Humanitarians are particularly concerned for Afghanistan, Ethiopia, South Sudan, Somalia and Yemen, where a record 970,000 people “are predicted to face catastrophic famine and are either starving to death or in danger of becoming catastrophic.” disaster, if no action is taken,” the UN agencies said.

This is 10 times more than six years ago, when only two countries had populations with severe food insecurity, FAO and WFP note, in a report.

UN agencies stress the need for urgent and large-scale humanitarian action in all these at-risk countries to “save lives and livelihoods” and prevent hunger.

Harsh winter

According to FAO and WFP, severe food insecurity worldwide will worsen from October to January.

In addition to Somalia, they emphasize that the problem is also acute in the wider Horn of Africa, where the longest drought in more than 40 years is forecast to continue, push people “to the brink of starvation“.

FAO Director-General QU Dongyu said successive failed rains destroyed people’s crops and killed their livestock “on which their survival depended” and spread around the world. .

FAO QU calls for large scale aid expansion

Vulnerable communities “have not yet recovered from the impacts of COVID-19 The pandemic is suffering the ripple effects of ongoing conflictson prices, food and fertilizer supplies, as well as the climate emergency,” continued the FAO chief.

Women feed their children at a nutrition site in South Sudan.

© WFP

Women feed their children at a nutrition site in South Sudan.

He stressed that “without a large-scale humanitarian response” to sustain agriculture, “the situation is likely to get worse in many countries in the coming months”.

Echoing that message, WFP Executive Director David Beasley called for immediate action to stop the deaths.

We urgently need to help those at serious risk of starvation in Somalia and other hunger hotspots around the world.“I said.

The perfect storm of problems

“This is the third time in 10 years Somalia is threatened by a terrible famine,” Mr. Beasley continued.

“The 2011 famine was caused by two consecutive failed rainy seasons as well as conflict. Today we’re staring at a perfect storm: a fifth consecutive failed rainy season that will likely see a drought lasting until 2023.”
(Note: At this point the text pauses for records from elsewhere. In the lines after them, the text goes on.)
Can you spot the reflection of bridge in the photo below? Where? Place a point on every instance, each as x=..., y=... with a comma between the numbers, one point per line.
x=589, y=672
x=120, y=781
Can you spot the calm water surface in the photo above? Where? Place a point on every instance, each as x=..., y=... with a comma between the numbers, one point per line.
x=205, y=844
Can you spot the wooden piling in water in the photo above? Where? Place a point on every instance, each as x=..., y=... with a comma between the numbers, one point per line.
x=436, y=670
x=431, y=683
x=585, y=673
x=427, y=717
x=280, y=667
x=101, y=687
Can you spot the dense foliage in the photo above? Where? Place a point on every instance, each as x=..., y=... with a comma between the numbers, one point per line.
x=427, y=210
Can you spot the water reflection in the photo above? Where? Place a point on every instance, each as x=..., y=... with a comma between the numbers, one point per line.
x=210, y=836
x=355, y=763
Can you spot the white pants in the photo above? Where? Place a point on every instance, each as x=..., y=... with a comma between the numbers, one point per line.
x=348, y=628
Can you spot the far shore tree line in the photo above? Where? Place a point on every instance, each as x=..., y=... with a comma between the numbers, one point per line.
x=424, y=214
In addition to soaring food prices, those most at risk from severe food insecurity also have “severely limited opportunities to earn a living” because of the pandemic, the WFP chief explained, as teams relief must struggle against famine in the Baidoa and Burhakaba counties of Somalia. in the Bay Area, through October.
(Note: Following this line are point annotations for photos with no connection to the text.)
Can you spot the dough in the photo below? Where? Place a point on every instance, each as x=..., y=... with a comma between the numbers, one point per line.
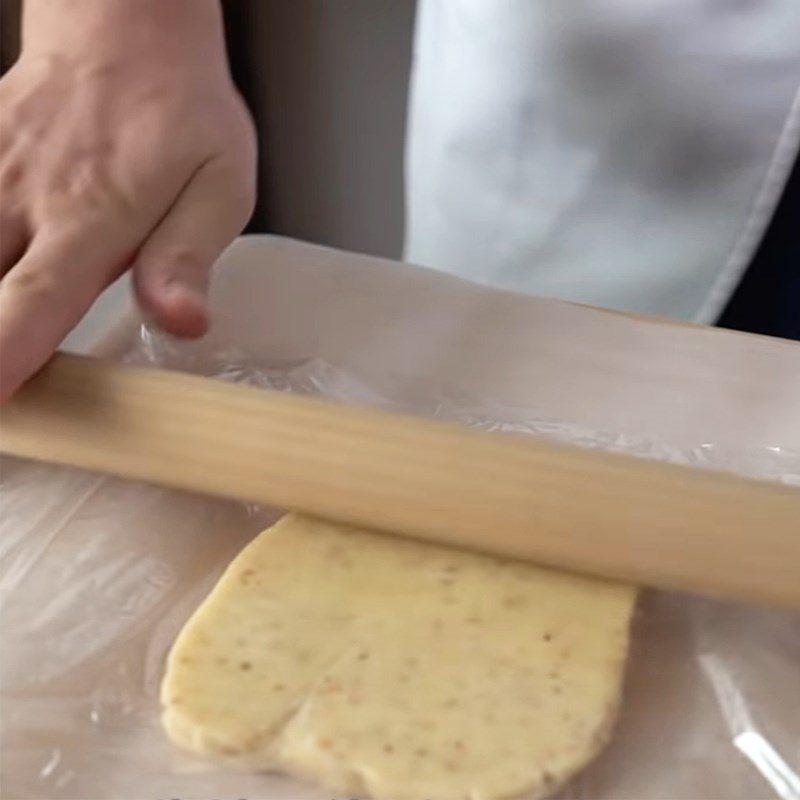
x=403, y=670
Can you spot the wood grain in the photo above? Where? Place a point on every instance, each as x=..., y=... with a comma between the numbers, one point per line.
x=612, y=515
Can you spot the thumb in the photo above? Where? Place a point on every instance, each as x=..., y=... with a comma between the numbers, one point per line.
x=171, y=271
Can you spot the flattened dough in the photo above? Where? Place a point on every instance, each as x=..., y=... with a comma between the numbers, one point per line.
x=402, y=670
Below the “highest alert” countries – identified as Afghanistan, Ethiopia, Nigeria, South Sudan, Somalia and Yemen – the FAO-WFP joint report notes that the Democratic Republic of the Congo, Haiti, Kenya, the Sahel , Sudan and Syria are “Very interested”in addition to the newcomers are the Central African Republic and Pakistan.
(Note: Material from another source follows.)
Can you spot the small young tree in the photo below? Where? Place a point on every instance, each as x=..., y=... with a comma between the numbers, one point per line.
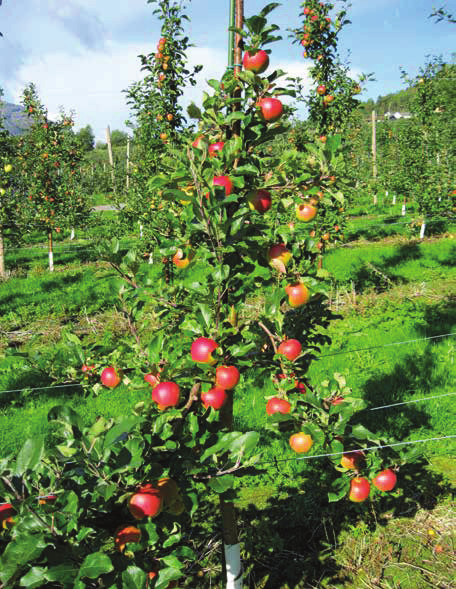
x=51, y=155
Guatemala, Honduras and Malawi have also been added to the list of famine hotspots, along with Madagascar, Sri Lanka and Zimbabwe.

Aid barrier

FAO and WFP emphasize that humanitarian assistance is critical to saving lives and preventing hunger, death and complete collapse of livelihoods, highlighting the chronic access problems caused by “ insecurity, administrative and bureaucratic obstacles, movement restrictions and physical barriers” in 11 of the 19 hotspot countries.

This includes “all six of the countries whose populations are facing or expected to face famine… or are at risk of recession due to dire conditions,” they said.

Mothers bring their children to a WFP-supported clinic for the prevention of malnutrition in Taiz, Yemen.

© WFP / Albaraa Mansour

Mothers bring their children to a WFP-supported clinic for the prevention of malnutrition in Taiz, Yemen.